New data from the Interactive Advertising Bureau of Australia shows online ad spending has generated double-digit growth through every quarter of 2012, even while the general advertising market has been softening.
The Online Advertising Expenditure Report (OAER) tracks ad expenditure across online, mobile, and video. It divides the online advertising world into three categories: general display, search and directories, and classifieds. The data shows that, in the three months to September, spending in the online sector grew by 10 per cent, year on year, totalling $813.2 million.
When compared to a recent report from the Commercial Economic Advisory Service Australia (CEASA), it shows the amount of money spent on online advertising is on track to overtake advertising on both newspapers and free-to-air TV in 2013. The CEASA report found that in the first six months of this year, $1.63 billion was spent on online advertising, more than the $1.5 billion spent on newspaper advertising. Roughly $1.65 billion was spent advertising on free to air television over that same period.
The OAER report shows search and directories expenditure grew by 15 per in the September quarter, compared to the September 2011 quarter, while classifieds advertising expenditure grew by 7 per cent, and general display 1 per cent. Search and directories dominated the sector, capturing 53 per cent of total market share, while classifieds grabbed 21 per cent share, and general display 26 per cent.
It also shows $22 million was spent on mobile advertising alone for the three months to September quarter, representing a 190 per cent year on year increase, and a 24 per cent increase on the June 2012 quarter. Video advertising expenditure was $20.7 million in the September quarter, up from $18.5 million in the June quarter.
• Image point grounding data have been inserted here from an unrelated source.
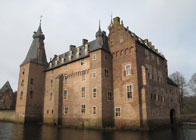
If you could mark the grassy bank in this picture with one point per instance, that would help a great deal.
(188, 117)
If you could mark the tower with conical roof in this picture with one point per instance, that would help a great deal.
(29, 104)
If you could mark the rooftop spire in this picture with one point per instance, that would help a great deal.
(99, 33)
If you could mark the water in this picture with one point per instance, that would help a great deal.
(11, 131)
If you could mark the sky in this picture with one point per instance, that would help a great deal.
(169, 24)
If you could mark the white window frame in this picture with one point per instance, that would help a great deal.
(84, 92)
(116, 112)
(131, 91)
(93, 75)
(94, 57)
(64, 94)
(67, 110)
(94, 92)
(95, 110)
(128, 72)
(83, 108)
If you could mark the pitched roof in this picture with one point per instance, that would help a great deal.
(6, 88)
(99, 43)
(32, 55)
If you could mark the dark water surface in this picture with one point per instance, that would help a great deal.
(11, 131)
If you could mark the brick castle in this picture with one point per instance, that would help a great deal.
(119, 80)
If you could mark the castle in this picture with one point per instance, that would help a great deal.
(119, 80)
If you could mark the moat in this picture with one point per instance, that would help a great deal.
(11, 131)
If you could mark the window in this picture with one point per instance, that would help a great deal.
(51, 96)
(51, 83)
(94, 93)
(31, 94)
(83, 75)
(21, 94)
(94, 74)
(66, 110)
(105, 56)
(83, 92)
(94, 56)
(22, 83)
(111, 43)
(106, 72)
(129, 92)
(82, 61)
(158, 62)
(31, 81)
(147, 54)
(65, 79)
(109, 96)
(65, 67)
(94, 110)
(121, 39)
(117, 112)
(128, 69)
(23, 72)
(152, 55)
(65, 95)
(149, 73)
(83, 109)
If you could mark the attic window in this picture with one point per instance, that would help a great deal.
(111, 43)
(121, 39)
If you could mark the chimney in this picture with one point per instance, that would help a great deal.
(146, 41)
(84, 41)
(116, 21)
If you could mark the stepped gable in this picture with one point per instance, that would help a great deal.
(6, 88)
(33, 53)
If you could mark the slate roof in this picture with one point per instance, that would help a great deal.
(99, 43)
(171, 82)
(6, 88)
(32, 55)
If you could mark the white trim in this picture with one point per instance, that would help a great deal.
(131, 90)
(115, 112)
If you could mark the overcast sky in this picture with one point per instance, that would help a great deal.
(169, 24)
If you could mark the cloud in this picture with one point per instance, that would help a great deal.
(170, 25)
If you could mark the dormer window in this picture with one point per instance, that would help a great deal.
(111, 43)
(121, 39)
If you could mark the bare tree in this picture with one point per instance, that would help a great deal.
(179, 79)
(192, 84)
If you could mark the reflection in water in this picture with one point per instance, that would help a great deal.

However, email advertising declined to $5.8 million in the same period, down from $10.5 million in the June quarter. Within the general display sector, the motor vehicle category grew strongly to be the highest spending in the advertising industry this quarter, with finance and real estate sectors the next largest categories.
Retail share of expenditure reached 7.2 per cent of market share, up from 6.5 per cent in the June quarter. In the classifieds sector, real estate, recruitment and automotive were the leading categories. This is the same order as the prior quarter.
It also shows that the most dominant pricing methodology is so-called “CPM,” or cost per thousand impressions. Under the CPM model, an advertiser will pay for every thousand times that her ad appears on a screen. If the CPM is $10, the cost per impression will be $0.01. CPM accounts for 62 per cent of general display advertising expenditures, while 38 per cent is “direct response based.” The direct response based model may include any ‘pay per click,’ ‘pay per sale,’ ‘pay per action,’ or ‘pay per lead’.